Nous n’étions pas du bon côté et cela, je ne peux l’oublier.

Pour autant, je n’ai jamais pensé qu’il fallait demander des comptes à mes compagnons d’armes. Ils se sont comportés de manière très professionnelle et ont, pour la plupart, enfermé dans le silence les questions liées à la pertinence de cette intervention comme des autres opérations qu’ils ont menées, c’est leur choix et je le respecte même si je le regrette.

Ce silence de l’institution militaire est parfois rompu, soit par quelques gueulards dont le rôle est de transformer tout débat en polémique, soit par la Grande Muette elle-même, l’armée française qui, en de rares occasions, manifeste une opinion sans qu’on puisse savoir si elle est incarnée plus que télécommandée.

Ce dont je suis certain, c’est que mes camarades craignent par-dessus tout qu’on leur fasse porter le chapeau. Au moment des 25° commémorations en 2019, l’armée française avait exprimé, dans une mise en scène peu glorieuse (un colloque fermé au public et l’interview d’un hippopotame sur LCP), sa « satisfaction » d’avoir mené l’opération Turquoise au Rwanda, qui est pourtant à ce jour l’intervention militaire française la plus controversée depuis la guerre d’Algérie.

Le général Lecointre dénonce des « accusations insupportables », mais il se tait sur les responsabilités politiques

Dimanche 21 mars, sans doute pour fêter le printemps, l’armée française sort à nouveau de son silence « pour dénoncer des accusations insupportables ». C’est son chef d’état-major, le général François Lecointre, qui exprime sa colère et son inquiétude.

Pourtant, ce n’est pas l’armée qui est visée par l’affaire du soutien aux génocidaires qui ont ravagé le Rwanda en 1994 avant de continuer leur œuvre dans l’Est du Congo, mais c’est bien l’Elysée qui est montré comme le centre du pouvoir qui a décidé d’apporter son appui à ceux qui commettaient le dernier génocide du XX° siècle, massacrant un million de victimes dans un petit pays dans lequel la France n’avait pas sa place.

François Mitterrand présidait, entouré de ses conseillers au premier rang desquels Hubert Védrine, son secrétaire général et grand horloger de l’Elysée de cette époque.

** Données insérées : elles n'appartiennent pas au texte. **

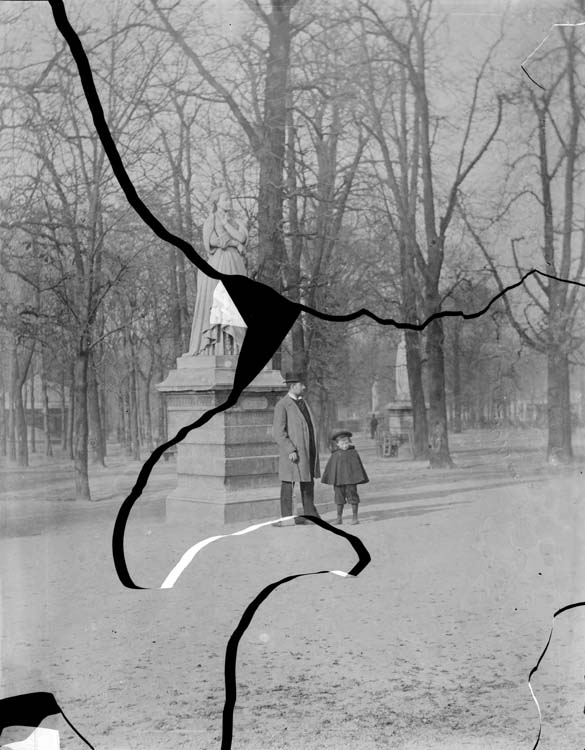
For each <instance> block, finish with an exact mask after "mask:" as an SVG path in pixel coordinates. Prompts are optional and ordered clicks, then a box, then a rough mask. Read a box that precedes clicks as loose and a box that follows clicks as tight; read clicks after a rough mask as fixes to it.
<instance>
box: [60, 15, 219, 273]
mask: <svg viewBox="0 0 585 750" xmlns="http://www.w3.org/2000/svg"><path fill="white" fill-rule="evenodd" d="M48 2H49V5H50V6H51V10H52V11H53V18H54V19H55V25H56V26H57V28H58V30H59V31H60V32H61V34H62V36H63V38H64V39H65V42H66V43H67V45H68V47H69V49H70V51H71V54H72V56H73V59H74V60H75V63H76V65H77V70H78V71H79V78H80V80H81V85H82V87H83V93H84V94H85V98H86V100H87V104H88V106H89V109H90V112H91V116H92V119H93V123H94V125H95V129H96V132H97V134H98V137H99V139H100V141H101V142H102V146H103V147H104V151H105V152H106V156H107V157H108V160H109V162H110V164H111V166H112V170H113V171H114V175H115V177H116V179H117V180H118V182H119V184H120V187H121V188H122V190H123V191H124V194H125V196H126V199H127V200H128V203H129V204H130V205H131V206H132V208H133V209H134V210H135V211H136V213H137V214H138V215H139V216H140V218H141V219H142V220H143V221H144V223H145V224H147V225H148V226H149V227H150V228H151V229H152V231H153V232H154V233H155V234H156V235H157V236H158V237H160V239H161V240H164V241H165V242H170V243H171V244H172V245H174V246H175V247H177V248H179V250H181V251H182V252H183V253H184V254H185V255H186V256H187V258H189V260H190V261H191V262H192V263H194V264H195V265H196V266H197V268H199V269H201V270H202V271H203V272H204V273H206V274H207V275H208V276H211V277H212V278H214V279H223V278H225V274H222V273H219V272H218V271H216V270H215V268H213V266H210V265H209V263H207V261H205V260H204V259H203V258H202V257H201V256H200V255H199V254H198V253H197V252H196V251H195V249H194V248H193V247H192V245H190V244H189V243H188V242H186V241H185V240H183V239H181V238H180V237H178V236H177V235H175V234H173V233H172V232H170V231H169V230H168V229H167V228H166V227H165V226H164V224H162V223H161V222H160V221H159V220H158V219H157V218H156V216H155V215H154V214H153V213H152V211H150V209H149V208H148V207H147V206H146V204H145V203H144V202H143V201H142V200H141V198H140V197H139V195H138V193H137V192H136V188H135V187H134V184H133V183H132V180H131V179H130V177H129V175H128V173H127V172H126V169H125V167H124V164H123V162H122V157H121V156H120V153H119V151H118V149H117V147H116V144H115V142H114V139H113V138H112V134H111V133H110V128H109V127H108V124H107V122H106V118H105V115H104V110H103V107H102V104H101V101H100V98H99V95H98V92H97V90H96V87H95V83H94V80H93V74H92V72H91V66H90V64H89V60H88V58H87V54H86V53H85V50H84V48H83V45H82V43H81V40H80V38H79V36H78V35H77V33H76V32H75V30H74V29H73V27H72V26H71V24H70V23H69V18H68V17H67V13H66V11H65V5H64V3H63V0H48Z"/></svg>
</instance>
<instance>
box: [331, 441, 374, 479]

L’Elysée a décidé et piloté une politique catastrophique de soutien aux génocidaires

Depuis cette catastrophe, les éléphants du parti socialiste, – même s’ils ne sont pas les seuls –, auront tout tenté pour couler dans du béton les résidus radioactifs de cette politique délirante au Rwanda, pour laquelle aucun de ses décideurs n’a osé reconnaître le moindre remords. Pourquoi des remords ? Parce que leurs décisions sont une succession de catastrophes :

  1. Le gouvernement des génocidaires a été formé dans les locaux de l’ambassade de France, il a été protégé et armé alors qu’il conduisait un des pires massacres que notre planète ait connus, 1 million de morts en 100 jours, 10.000 morts par jour, l’équivalent du massacre de Srebrenica tous les jours pendant plus de 3 mois.
  2. L’Elysée a reçu officiellement des représentants de ce « gouvernement » à Paris alors que le génocide battait son plein, peut-être pour les appeler « à plus de modération », ou même « à plus de discrétion » dans leurs crimes…
  3. Au 75° jour du génocide, alors le gouvernement génocidaire perdait pieds face à l’armée du FPR, l’intervention Turquoise était déclenchée, fort à propos pour empêcher les alliés de l’Elysée de s’effondrer. L’opération militaire française figeait sur le terrain une situation qui permettait aux génocidaires de connaître un répit et de se réfugier dans une « zone humanitaire sûre », alors qu’ils allaient être balayés par l’armée de Paul Kagamé.
  4. Mais, grâce à l’Elysée, le gouvernement génocidaire a pu ensuite s’échapper au Congo et continuer sa « résistance », emportant sa Radio des Mille collines, une partie de sa population en guise de bouclier humain et s’installant sans vergogne dans des camps de « réfugiés » où les armes continuaient à leur être livrées.

Le soutien aux génocidaires est avéré, mais peut-on reprocher à l’armée française, dont je faisais partie, d’avoir mené cette opération ?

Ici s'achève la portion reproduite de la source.